The next Christmas fete was a Ladies’ Tea at our church on Sunday afternoon. I found out I was an old lady when the young ladies of the church entertained us.
Each table was decorated with a themed tablescape. I love fancy tablescapes. The food was exceptional, too. It turns out that the younger generation knows just as well how to entertain fancy as their grandmothers did.
In fact, one grandmother’s Russian Tea recipe was served. The funniest thing that happened there to make our spirits bright was when one of the hostess’s two-year-old son ran up to the music player and turned it up full blast.
It scared him so bad he ran away and hid. His grandmother who was babysitting him while his mother entertained, said he had recently acquired a habit of doing that. This time the music machine was a professional model and when it rocked the house, he was greatly shocked.
His grandmother thought this might have actually broken him from doing this toddler trick.

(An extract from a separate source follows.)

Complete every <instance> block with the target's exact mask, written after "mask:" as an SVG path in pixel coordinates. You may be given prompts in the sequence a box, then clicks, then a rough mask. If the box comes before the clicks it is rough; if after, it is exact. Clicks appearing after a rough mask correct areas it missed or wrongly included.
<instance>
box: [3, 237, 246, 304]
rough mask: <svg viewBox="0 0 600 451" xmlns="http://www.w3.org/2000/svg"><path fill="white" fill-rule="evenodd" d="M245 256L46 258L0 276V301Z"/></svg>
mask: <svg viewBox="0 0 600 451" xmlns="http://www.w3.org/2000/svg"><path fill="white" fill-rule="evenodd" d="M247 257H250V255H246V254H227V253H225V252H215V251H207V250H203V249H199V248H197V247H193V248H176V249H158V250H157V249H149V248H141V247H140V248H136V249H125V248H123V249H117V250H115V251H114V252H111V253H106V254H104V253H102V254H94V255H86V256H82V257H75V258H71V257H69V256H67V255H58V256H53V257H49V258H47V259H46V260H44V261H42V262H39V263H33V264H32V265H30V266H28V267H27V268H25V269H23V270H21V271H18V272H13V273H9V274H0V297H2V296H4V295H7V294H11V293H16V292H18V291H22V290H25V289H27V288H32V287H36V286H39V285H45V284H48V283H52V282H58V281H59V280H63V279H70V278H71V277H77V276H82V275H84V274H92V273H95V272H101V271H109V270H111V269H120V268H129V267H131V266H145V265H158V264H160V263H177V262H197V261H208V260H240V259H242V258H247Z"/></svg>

The final thing that established my Christmas spirit was a late afternoon tea and a trip to see the locally famous light display out at a farm in the country.
I had heard about this display for years and had never been able to get there. One reason might have been that it was way out on a dirt road that I didn’t know about.
Our driver, who was familiar with the area, took a circumlocutious route to get there by turning onto a dirt road that was all muddy and wet from all the rain that was pelting down on us.
We slipped and slid, but made it there thanks to some excellent driving by our fearless leader. Her husband washes their car regularly, but I don’t think he was expecting the mud we brought home.
Now I am sitting here safe and cozy in my house listening to the rain pelt down outside. I am listening to Christmas music and sitting by the Christmas tree as I write.
I wish all of you Happy Holidays. I wish you to enjoy your holiday with family, friends, food and lots of Christmas movies. It’s time to enjoy it all because it will be gone before we know it!